After Philip Hammond’s address to parliament, Mr Khan raged at the “most anti-London Budget in a generation”.
Without the money or control he wanted for ambitious development plans, the question is: what is Mr Khan able to deliver?
Since taking office Labour’s mayor has made little secret of the fact he sees the construction industry as of vital importance to the capital’s economy.
He’s thrown his weight behind many important projects for the sector.
The trouble is much of this support has come in the form of press releases rather than policy decisions.
The mayor’s office would argue that this will change tomorrow when Mr Khan reveals the full details of his “strategic planning bible” or “London Plan”.

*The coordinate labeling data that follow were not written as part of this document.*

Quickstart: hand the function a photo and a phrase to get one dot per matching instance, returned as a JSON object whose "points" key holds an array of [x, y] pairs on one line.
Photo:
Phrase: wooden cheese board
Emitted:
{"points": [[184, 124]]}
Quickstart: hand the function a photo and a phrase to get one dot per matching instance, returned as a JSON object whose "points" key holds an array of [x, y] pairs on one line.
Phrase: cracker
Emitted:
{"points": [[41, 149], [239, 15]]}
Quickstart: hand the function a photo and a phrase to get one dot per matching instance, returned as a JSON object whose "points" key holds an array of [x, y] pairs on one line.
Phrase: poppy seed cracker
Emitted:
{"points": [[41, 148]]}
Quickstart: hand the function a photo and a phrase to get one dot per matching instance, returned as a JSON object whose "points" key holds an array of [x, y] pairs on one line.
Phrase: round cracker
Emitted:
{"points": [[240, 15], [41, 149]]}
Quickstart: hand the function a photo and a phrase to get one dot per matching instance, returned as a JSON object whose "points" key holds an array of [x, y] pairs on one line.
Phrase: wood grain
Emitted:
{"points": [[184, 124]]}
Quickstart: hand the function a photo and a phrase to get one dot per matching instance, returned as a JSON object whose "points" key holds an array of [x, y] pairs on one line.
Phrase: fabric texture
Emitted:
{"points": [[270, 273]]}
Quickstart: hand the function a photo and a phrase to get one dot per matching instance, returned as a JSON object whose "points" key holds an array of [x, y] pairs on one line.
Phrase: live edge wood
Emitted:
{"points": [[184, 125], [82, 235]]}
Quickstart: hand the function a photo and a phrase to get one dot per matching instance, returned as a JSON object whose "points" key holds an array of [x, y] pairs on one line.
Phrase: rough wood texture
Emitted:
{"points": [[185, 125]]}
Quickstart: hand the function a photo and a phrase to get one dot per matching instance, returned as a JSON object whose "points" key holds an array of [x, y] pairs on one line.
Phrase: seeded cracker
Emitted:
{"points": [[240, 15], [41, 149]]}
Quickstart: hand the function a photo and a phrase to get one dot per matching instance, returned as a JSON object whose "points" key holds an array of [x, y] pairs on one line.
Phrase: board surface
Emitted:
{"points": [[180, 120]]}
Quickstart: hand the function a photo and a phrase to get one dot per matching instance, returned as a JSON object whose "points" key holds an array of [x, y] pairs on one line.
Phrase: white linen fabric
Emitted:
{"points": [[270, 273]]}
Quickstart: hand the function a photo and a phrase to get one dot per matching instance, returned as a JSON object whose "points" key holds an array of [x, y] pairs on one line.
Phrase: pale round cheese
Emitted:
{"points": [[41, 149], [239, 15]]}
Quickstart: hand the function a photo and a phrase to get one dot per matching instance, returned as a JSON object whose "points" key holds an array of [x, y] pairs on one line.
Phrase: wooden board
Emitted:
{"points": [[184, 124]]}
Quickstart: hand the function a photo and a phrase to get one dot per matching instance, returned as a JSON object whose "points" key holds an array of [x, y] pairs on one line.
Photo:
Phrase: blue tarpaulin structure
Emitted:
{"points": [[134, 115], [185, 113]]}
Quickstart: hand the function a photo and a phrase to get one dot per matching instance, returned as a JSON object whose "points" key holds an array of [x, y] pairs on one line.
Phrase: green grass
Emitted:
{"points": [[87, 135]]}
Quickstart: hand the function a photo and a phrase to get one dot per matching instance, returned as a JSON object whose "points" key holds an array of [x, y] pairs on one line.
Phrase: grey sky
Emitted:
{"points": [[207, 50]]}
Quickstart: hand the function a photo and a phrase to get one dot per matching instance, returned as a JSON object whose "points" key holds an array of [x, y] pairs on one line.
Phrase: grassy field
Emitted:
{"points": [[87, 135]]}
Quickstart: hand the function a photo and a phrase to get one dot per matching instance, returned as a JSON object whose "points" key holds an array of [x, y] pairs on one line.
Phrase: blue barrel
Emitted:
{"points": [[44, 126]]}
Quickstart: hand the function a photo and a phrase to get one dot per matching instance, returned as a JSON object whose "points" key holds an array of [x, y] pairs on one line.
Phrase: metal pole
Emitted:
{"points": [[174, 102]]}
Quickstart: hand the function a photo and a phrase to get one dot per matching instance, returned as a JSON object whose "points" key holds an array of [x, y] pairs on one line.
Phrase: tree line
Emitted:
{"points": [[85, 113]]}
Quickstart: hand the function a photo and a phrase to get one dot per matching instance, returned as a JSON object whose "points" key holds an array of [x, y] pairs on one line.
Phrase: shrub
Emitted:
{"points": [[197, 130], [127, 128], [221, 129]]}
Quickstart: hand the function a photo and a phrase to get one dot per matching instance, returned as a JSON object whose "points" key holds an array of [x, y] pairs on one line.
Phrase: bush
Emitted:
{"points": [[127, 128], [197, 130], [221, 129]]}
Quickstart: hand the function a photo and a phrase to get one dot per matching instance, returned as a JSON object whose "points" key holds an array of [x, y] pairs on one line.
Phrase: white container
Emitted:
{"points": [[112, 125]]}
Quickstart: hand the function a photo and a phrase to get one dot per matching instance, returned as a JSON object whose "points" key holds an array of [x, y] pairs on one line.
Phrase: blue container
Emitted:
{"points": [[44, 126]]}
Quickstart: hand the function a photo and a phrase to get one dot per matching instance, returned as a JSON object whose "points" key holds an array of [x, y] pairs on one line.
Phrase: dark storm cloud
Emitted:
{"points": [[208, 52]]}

In it the mayor will lay out his plans for a major housebuilding spree and significant infrastructure investment in projects like Crossrail 2.
But with limited legislative control, the enactment of many of these policies will come down to soft power coercion rather than hard power law-making.
The effectiveness of Mr Khan will be as much about wooing a room full of foreign investors as it will his passing laws at City Hall.
There is one area where the mayor does have hard power, though: planning.
Mr Khan can push through schemes that have been rejected by local bodies.
The power to push through London’s very biggest construction projects, however, remains at Westminster.
And Mr Khan can only watch as MPs dither on Heathrow’s third runway and debate the merits of Crossrail 2.
It’s all about making the right argument at the right time. And while Mr Khan may not have got the budget he desired, he may still be able to help shepherd through some of the projects that he wants.